As in astrology and Wisdom traditions, the author describes that Virgo is ruled by Mercury, the Roman god of commerce, innovation and communication. He then documents that the founding architects of the nation's capital expressed this esotoric notion in symbolism that America would also be led by commerce. Dr. Mendis argues that not only did the city planners incorporated this astrological and esoteric knowledge into the architectural design of Washington, but they also embedded this founding ideology into the U.S. Constitution and its Commerce Clause by designing our "global nation" to be a “Commercial Republic” in which the Union was joined together through trade and commerce—not religion, as is frequently debated today.

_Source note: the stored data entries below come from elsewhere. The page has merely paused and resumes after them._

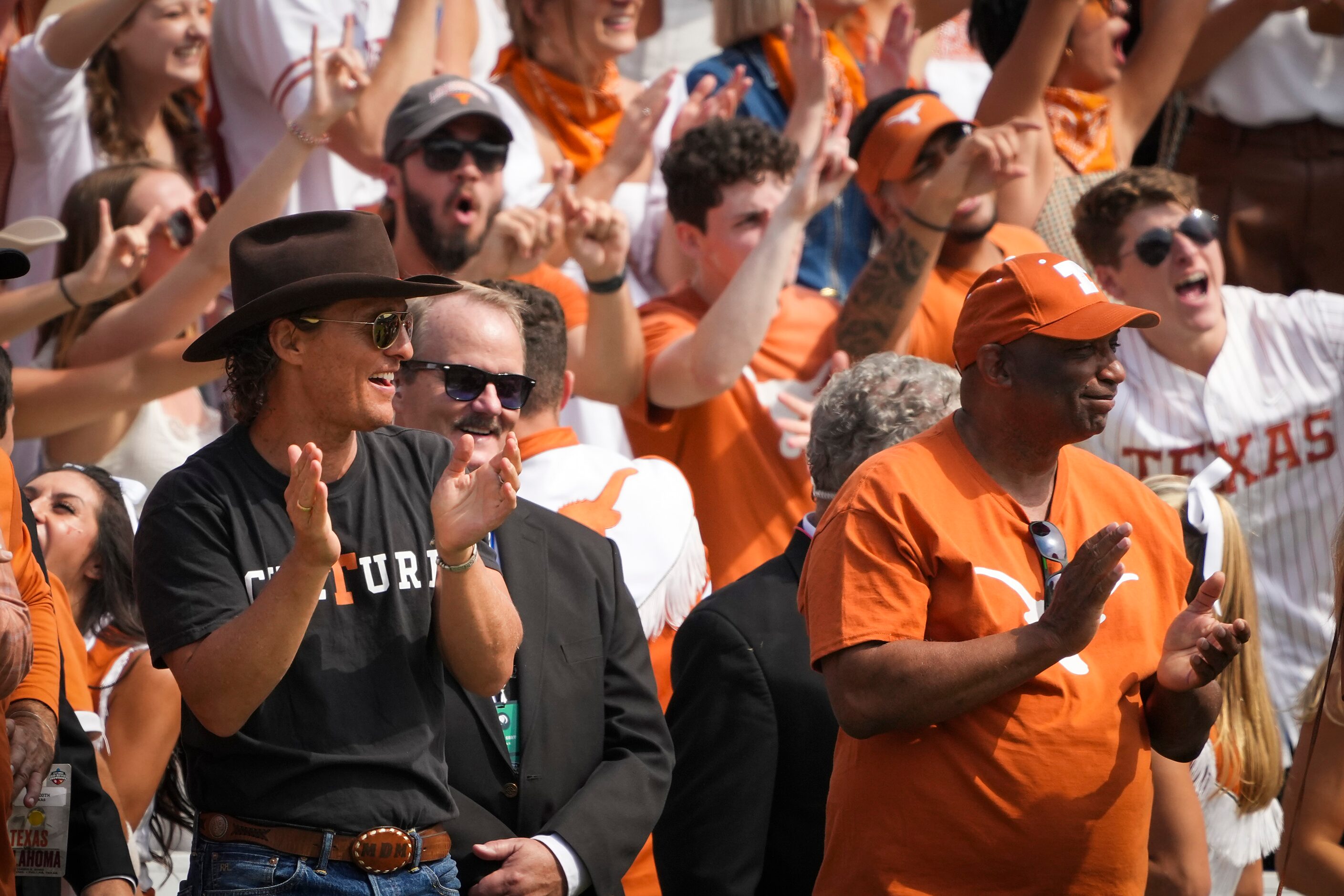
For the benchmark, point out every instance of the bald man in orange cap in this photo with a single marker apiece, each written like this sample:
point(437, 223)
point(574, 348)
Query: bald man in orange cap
point(930, 180)
point(1002, 624)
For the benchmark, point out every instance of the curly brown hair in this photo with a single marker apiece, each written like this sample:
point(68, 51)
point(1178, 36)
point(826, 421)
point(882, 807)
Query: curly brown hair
point(1100, 214)
point(249, 367)
point(114, 134)
point(717, 155)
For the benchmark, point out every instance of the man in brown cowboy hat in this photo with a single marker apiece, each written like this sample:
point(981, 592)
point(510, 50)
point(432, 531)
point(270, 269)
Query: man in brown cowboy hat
point(310, 575)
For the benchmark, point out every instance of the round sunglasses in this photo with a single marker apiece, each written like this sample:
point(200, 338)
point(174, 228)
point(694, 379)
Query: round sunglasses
point(1154, 246)
point(386, 327)
point(445, 154)
point(466, 383)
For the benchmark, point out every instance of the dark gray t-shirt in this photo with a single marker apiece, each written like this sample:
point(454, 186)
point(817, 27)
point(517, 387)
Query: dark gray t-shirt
point(353, 737)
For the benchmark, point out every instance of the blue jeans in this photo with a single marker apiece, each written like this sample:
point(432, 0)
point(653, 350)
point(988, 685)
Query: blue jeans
point(257, 871)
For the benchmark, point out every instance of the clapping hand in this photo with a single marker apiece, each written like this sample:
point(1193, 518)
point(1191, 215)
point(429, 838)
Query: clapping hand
point(1198, 646)
point(305, 503)
point(705, 104)
point(339, 80)
point(117, 260)
point(469, 504)
point(640, 120)
point(889, 62)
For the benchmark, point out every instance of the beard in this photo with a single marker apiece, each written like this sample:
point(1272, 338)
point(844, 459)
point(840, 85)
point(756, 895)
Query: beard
point(447, 249)
point(973, 234)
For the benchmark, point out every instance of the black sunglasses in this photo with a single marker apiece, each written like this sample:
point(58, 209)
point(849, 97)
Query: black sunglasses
point(182, 229)
point(1050, 546)
point(466, 383)
point(386, 325)
point(1154, 246)
point(445, 154)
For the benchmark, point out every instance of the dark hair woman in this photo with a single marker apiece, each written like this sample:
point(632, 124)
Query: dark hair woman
point(85, 532)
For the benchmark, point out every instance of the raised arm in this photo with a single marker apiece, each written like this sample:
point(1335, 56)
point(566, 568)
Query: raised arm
point(72, 41)
point(167, 308)
point(1311, 859)
point(52, 402)
point(1018, 89)
point(115, 264)
point(886, 296)
point(479, 629)
point(710, 360)
point(1170, 27)
point(611, 368)
point(406, 60)
point(1223, 30)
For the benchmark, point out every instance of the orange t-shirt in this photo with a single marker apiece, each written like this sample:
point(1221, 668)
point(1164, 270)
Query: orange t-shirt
point(1046, 789)
point(572, 296)
point(750, 488)
point(935, 323)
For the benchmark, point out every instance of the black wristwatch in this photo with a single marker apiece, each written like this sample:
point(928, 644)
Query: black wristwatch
point(609, 285)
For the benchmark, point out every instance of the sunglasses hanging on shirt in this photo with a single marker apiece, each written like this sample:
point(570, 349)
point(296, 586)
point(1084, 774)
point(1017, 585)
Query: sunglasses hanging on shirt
point(1154, 246)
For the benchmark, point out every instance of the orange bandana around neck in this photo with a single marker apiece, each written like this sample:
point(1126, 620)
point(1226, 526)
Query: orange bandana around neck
point(1080, 124)
point(846, 78)
point(583, 121)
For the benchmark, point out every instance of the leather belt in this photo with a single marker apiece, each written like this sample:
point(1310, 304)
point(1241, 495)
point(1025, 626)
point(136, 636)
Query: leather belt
point(377, 851)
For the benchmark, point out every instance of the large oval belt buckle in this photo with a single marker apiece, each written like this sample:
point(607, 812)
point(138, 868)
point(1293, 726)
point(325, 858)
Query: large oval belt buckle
point(381, 851)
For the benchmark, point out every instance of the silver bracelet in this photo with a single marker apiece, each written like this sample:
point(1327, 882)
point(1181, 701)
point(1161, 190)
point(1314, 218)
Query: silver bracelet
point(459, 567)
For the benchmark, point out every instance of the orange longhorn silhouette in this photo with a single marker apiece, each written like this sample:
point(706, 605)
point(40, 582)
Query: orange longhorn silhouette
point(600, 515)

The American Project Born of Freemasonry

Mendis notes that the 2009 historic scene at the joint-session of Congress—where mixed race President Barack Obama flanked working class Vice President Joe Biden and female Speaker Nancy Pelosi—can also be seen as a dramatic testament to the “ancient hope” manifested through Commercial Providence and E Pluribus Unum, “out of many, one.”[4] In his theory, Dr. Mendis, an affiliate professor of public and international affairs at George Mason University, connects all of these seemingly lesser-known historical facts and present-day evidence to explain America’s evolving role in the world—from the voice of dissent to a powerful force for the export of American idealism through commerce with foreign nations. Professor Mendis summarizes the book with a quote from Alexis de Tocqueville in his Democracy in America (1835): “Providence has given us a torch which our forefathers did not possess, and has allowed us to discern fundamental causes in the history of the world which the obscurity of the past concealed from them.”[5] To that end, the theory of Commercial Providence is a masterful deciphering of the founding ideas and ideals shared by the Freemasons and their notion of Universal Brotherhood and symbolism, which has indelibly marked both the capital architecture and national governance.[6]

In a book review for Academic Librarians in the CHOICE magazine, Professor W. C. Johnson at Bethel University writes:

The US was destined and guided by a benevolent Providence to be a commercial rather than religious nation, a 'philosophic empire' that would peacefully dominate the world, argues Mendis (George Mason Univ.). Its founding was rooted in the Freemason vision of a unitary God, the great architect of the universe. The Masonic origins of the nation's symbols and of the location and design of Washington, DC, are extensively documented here....It is a thorough exposition of this popularly held viewpoint."[7]

Empire of Liberty

The book essentially decodes the secret architecture of our nation’s capital masterminded by the first president of the United States, and recognizes Washington, D.C. as a “Masonic City” in which Egyptian and Greco-Roman symbols were used to signify America’s global mission.[8] There are no icons that sanctify Christianity—a glaring omission that has certainly led to a heyday for conspiracy theorists and Christian fundamentalists. Mendis explains the attraction of commerce over religion, and uncovers the “public secret” of Freemasonry in achieving Thomas Jefferson’s "Empire of Liberty" through Alexander Hamilton’s global strategy of trade, commerce and finance.[9] Like Charles Darwin’s theory of evolution, the theory of Commercial Providence is an evidence-based exposition of historical and present-day symbolism that points to America’s secret destiny—and its exceptionalism—as the founder of a global Empire of Liberty.